Articles like this one and this one point to All Saints’ Day as the original source of Halloween. CBN News also has several articles about the origin of Halloween here.

In her article, writer Holly Scheer encourages Christians to participate in Halloween festivities:

(Photo credit Jesse Wilson via Flickr)

The claims of pagan roots have led many Christians to completely reject any celebration of Halloween and its traditions the night before All Saint’s Day, but it doesn’t need to be this way. Halloween is a Judeo-Christian holiday with celebrations that mock the devil and his forces of evil in the world.

So go check out that “haunted” house, if spooky frights are your thing, and carve that pumpkin. Let your kids dress up in something adorable (or freaky, whatever) and have fun. Happy Halloween!

Today, on Halloween 2018, Vander Mey encourages Christ-followers to examine Halloween from a scriptural and biblical point-of-view. As you do, pray for the protection of innocent lives.
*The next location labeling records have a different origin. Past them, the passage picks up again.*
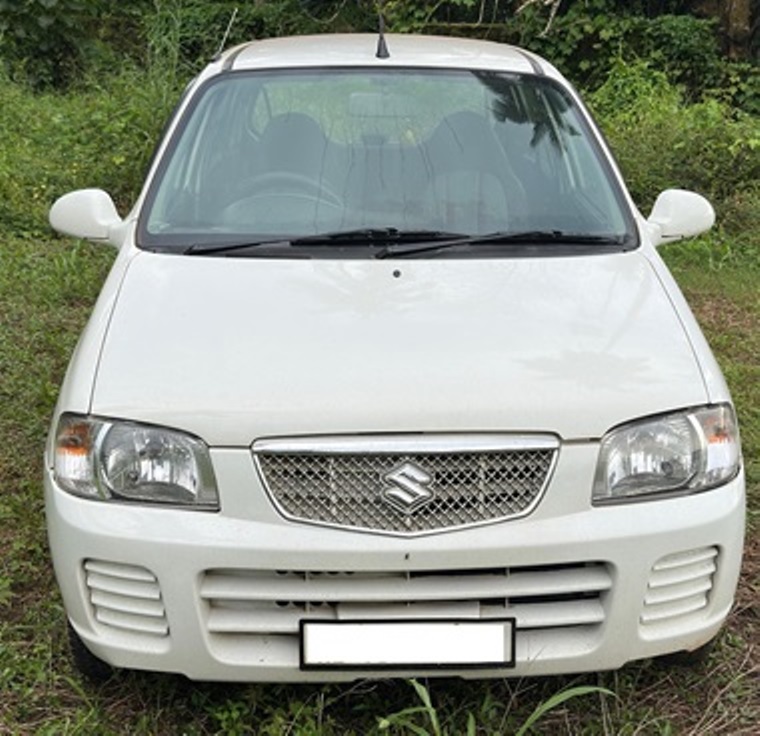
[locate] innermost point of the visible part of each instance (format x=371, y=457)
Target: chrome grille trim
x=265, y=602
x=454, y=481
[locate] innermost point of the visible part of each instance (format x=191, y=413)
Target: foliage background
x=85, y=87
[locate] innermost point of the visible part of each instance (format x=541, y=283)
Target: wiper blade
x=376, y=236
x=359, y=236
x=199, y=249
x=529, y=237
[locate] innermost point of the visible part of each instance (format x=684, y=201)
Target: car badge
x=408, y=488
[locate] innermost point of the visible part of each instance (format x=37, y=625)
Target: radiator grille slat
x=263, y=603
x=679, y=586
x=125, y=597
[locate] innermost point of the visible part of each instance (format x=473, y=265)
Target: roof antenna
x=226, y=34
x=382, y=47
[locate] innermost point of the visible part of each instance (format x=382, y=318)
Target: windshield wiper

“We play around with this stuff and we think it’s benign, but I can assure you it’s not because Scripture says it’s not,” says Vander Mey, referring to Ephesians 6.

“The Scriptures say, ‘Our battle’s not against flesh and blood, but against principalities and powers’.”

Vander Mey shares the account of a girl he knew several years ago. This young woman was anorexic, weighing less than 100 pounds but standing at a height of 5’10”.  He says he’ll never forget what she told the church leaders who gathered to pray for her one night.

“Every time she tried to comb her hair in the mirror, three demons would manifest and tell her what she could and could not eat.”

Further conversation with the young woman revealed what Vander Mey calls the “core” of the issue.

(Photo by João Jesus from Pexels)

“When she was 12 years old, she went to a woman’s house who was a practicing sorceress. Her daughter was trained in sorcery, and [the girls] played ‘Light as a Feather’, just playing around with it. That’s where those three entities were assigned to her,” he recounts.

“That woman suffered and nearly died because of that ‘playing around’…I’ll never forget that night because it gave me a paradigm shift.”

Children are especially vulnerable to experimenting with the occult, he continues, because of their God-given curiosity. Look at the Harry Potter books, he says. “It’s just fantasy literature, it’s just pretend, right? But, 10% of children who read Harry Potter will experiment with the occult. They will try to do magic and they will try to do spells.

“Because of our fallen human nature, we’re going to have a curiosity about evil. We kind of ‘play around’ with this stuff, and I just don’t think it’s very healthy spiritually.”